Transposon-assisted miRNA gene birth

In addition to the de novo emergence of miRNA hairpins from randomly occurring hairpins, the birth of miRNA genes may also be assisted by pre-existing genetic elements. A substantial proportion of animal genomes is composed of transposons or their defunct remnants. In fact, the human genome may in some sense be considered to be composed of more of these parasitic genetic elements than actual “human” DNA. This of course has substantial consequences for endogenous gene regulation and gene evolution 99, 100, 101, 102. The transposition of selfish genetic elements can mutate genes by directly inserting into them, or by disrupting cis-regulatory elements. Proximity to transcriptional regulatory elements carried on transposons can alter the expression of host genes. Transposons can even become incorporated into host genes, contributing exons and protein-coding potential.

Transposons often carry terminal inverted repeats, but even ones with direct terminal repeats can insert near or into each other, resulting in inverted repeat gene arrangements between once distinct elements. Transcription across such elements might be a substantial source of hairpins that comprise “accidental” miRNA substrates. Their possible regulatory activities might favor their mutation and loss if deleterious, but could also be subject to positive selection if beneficial to the organism. For example, a number of mammalian miRNAs derive from LINE transposable elements or other repetitive elements 103. Another perhaps more direct route might be through the fortuitous entry of miniature inverted-repeat transposable element (MITE) transcripts, which can be in the range of typical pre-miRNA hairpins, through the miRNA biogenesis pathway 104. A recent systematic analysis revealed at least 55 human miRNAs derived from LINE elements, SINE elements, or MITEs, with some 85 additional novel TE-derived miRNA candidates predicted 105.

Conclusions

Although a major conclusion of evolutionary-developmental biology has been that fundamental molecular circuits remain the same over the eons, even the most conserved of pathways is subject to change, adaption, and functional diversification in different settings. In this perspective, we have examined some of the many ways that miRNAs have been able to diversify their functions. We argue that their extraordinary flexibility and versatility explain their success in the genomic landscape.

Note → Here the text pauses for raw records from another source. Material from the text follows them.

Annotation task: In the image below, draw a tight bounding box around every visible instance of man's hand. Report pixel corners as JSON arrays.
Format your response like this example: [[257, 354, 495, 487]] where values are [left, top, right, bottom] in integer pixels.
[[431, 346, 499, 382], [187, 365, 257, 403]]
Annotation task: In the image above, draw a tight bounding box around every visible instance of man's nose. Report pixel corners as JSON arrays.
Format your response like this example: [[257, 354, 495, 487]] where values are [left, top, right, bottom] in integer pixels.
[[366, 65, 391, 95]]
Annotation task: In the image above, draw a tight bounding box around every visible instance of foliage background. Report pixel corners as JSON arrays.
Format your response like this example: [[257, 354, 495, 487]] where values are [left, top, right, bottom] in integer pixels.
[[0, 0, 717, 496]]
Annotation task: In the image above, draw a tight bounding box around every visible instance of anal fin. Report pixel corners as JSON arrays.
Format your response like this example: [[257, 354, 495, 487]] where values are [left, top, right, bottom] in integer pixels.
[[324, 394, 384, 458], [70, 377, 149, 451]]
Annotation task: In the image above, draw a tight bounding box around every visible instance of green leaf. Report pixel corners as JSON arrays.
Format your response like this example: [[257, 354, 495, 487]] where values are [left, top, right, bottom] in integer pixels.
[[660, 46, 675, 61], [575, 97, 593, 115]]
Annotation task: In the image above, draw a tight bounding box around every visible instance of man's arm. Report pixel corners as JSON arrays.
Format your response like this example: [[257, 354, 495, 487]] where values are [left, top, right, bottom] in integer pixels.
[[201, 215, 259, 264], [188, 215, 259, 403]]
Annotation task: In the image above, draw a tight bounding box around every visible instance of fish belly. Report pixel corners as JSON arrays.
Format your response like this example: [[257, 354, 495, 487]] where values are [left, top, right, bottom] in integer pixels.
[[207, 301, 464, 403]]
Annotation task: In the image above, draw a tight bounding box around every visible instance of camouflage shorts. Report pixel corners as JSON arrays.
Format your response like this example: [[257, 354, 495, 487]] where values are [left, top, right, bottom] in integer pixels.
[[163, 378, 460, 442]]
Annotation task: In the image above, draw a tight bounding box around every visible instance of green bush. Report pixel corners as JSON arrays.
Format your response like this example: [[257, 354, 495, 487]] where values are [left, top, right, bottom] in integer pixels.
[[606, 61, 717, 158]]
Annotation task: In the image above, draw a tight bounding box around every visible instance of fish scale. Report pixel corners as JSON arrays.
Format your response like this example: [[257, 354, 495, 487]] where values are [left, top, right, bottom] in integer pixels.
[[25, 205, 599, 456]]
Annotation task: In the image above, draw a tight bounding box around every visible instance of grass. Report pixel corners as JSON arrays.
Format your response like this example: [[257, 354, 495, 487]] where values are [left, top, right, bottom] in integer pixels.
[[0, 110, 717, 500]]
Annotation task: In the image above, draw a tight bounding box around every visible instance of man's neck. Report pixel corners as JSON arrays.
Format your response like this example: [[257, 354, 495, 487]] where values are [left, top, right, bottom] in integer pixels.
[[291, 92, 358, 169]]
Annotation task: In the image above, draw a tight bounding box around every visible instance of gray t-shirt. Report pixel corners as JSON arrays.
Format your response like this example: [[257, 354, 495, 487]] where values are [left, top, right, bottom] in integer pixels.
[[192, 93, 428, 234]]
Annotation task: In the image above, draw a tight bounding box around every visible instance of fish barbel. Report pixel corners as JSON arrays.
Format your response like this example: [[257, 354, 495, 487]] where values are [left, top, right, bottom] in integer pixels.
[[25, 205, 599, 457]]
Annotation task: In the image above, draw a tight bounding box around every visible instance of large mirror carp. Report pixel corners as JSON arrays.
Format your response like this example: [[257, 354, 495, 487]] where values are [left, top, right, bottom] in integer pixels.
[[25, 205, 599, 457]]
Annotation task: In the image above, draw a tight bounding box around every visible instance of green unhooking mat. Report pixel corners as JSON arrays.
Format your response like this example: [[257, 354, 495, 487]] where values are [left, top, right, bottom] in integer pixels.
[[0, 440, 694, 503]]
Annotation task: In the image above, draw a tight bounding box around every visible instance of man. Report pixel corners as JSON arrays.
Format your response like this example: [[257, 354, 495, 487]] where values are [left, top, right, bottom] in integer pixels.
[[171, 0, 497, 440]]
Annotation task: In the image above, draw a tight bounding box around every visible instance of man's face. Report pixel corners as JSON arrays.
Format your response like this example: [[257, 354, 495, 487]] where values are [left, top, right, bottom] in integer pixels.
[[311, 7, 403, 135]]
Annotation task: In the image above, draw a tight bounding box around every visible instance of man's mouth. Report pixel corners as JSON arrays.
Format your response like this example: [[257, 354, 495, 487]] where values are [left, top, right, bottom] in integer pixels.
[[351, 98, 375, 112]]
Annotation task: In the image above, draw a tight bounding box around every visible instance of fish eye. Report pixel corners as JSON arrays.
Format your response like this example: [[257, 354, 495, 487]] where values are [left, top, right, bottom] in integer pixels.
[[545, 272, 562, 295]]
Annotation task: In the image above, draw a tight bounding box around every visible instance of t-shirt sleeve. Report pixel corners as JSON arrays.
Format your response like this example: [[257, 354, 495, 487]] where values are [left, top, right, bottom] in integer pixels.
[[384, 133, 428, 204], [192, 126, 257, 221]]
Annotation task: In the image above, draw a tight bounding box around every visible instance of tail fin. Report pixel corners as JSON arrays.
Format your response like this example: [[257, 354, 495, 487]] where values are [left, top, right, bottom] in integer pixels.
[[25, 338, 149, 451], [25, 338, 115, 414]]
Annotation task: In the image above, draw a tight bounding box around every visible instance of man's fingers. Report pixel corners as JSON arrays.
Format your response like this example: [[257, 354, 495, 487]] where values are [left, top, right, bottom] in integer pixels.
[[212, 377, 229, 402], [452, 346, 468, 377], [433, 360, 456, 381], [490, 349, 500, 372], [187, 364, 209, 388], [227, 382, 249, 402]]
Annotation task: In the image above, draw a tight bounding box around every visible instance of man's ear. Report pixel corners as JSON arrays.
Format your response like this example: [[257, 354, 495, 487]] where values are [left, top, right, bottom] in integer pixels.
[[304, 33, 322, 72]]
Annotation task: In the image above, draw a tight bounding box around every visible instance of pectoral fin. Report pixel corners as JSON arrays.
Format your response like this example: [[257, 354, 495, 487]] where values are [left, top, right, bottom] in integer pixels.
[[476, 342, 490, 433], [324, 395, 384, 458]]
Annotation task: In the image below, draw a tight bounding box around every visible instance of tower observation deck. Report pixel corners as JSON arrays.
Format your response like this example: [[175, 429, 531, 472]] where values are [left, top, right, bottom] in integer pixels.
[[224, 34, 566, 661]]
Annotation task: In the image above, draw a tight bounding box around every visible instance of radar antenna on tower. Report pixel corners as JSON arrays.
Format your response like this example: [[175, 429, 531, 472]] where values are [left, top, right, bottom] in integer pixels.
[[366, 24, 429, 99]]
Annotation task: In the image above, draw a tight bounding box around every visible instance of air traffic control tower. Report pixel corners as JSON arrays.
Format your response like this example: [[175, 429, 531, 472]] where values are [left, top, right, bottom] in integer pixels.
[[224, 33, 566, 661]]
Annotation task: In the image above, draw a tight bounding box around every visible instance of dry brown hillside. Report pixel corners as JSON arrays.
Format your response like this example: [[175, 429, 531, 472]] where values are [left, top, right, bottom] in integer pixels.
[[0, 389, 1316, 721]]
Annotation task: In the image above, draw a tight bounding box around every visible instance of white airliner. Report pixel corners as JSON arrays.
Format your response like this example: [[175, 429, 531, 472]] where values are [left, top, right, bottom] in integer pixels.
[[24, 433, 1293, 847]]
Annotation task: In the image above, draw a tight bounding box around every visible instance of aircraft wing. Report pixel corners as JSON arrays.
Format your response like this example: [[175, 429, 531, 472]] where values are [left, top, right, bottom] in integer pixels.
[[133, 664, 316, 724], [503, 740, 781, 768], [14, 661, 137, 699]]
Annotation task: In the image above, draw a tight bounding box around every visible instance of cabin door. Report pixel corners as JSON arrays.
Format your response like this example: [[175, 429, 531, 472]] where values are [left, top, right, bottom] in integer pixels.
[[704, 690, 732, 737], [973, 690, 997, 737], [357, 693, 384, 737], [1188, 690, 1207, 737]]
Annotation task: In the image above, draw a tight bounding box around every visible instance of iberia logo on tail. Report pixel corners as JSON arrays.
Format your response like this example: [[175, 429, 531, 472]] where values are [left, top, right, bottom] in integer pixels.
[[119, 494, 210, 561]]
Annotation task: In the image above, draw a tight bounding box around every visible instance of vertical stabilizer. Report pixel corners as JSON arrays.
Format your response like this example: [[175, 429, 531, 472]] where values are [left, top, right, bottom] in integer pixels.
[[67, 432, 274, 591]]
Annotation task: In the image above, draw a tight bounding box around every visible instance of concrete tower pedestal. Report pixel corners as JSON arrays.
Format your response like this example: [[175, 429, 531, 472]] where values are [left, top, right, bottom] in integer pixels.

First, miRNAs are easily able to acquire new functions-even a single nucleotide change in their seed region will completely alter their target spectra. Conversely, it is relatively trivial for a given target gene to be captured by a miRNA, since virtually every gene is a point mutation away from acquiring a high-affinity binding site for one or more miRNAs. Second, miRNA genes are frequently duplicated, creating abundant possibilities for their subfunctionalization or neofunctionalization. Third, mechanisms for neofunctionalization can apply even to single miRNAs. We have described examples in which alternate Drosha/Dicer cleavages can diversify the output of a major miRNA species. In addition, inherent miRNA* functionality frequently allows a second functional species to emerge from any given miRNA hairpin. If that were not enough, antisense transcription and processing of miRNA hairpins is yet another genuine mechanism to diversity a single miRNA locus. Finally, miRNAs are easily born de novo. Unlike protein-encoding genes, they do not need to acquire translational initiation context, nor evolve an open reading frame of significant length, nor produce a polypeptide that should fortuitously resist unfolding and degradation. Truly, miRNAs are an evolutionary wonder, constantly capable of reinventing themselves, and even of making something out of thin air.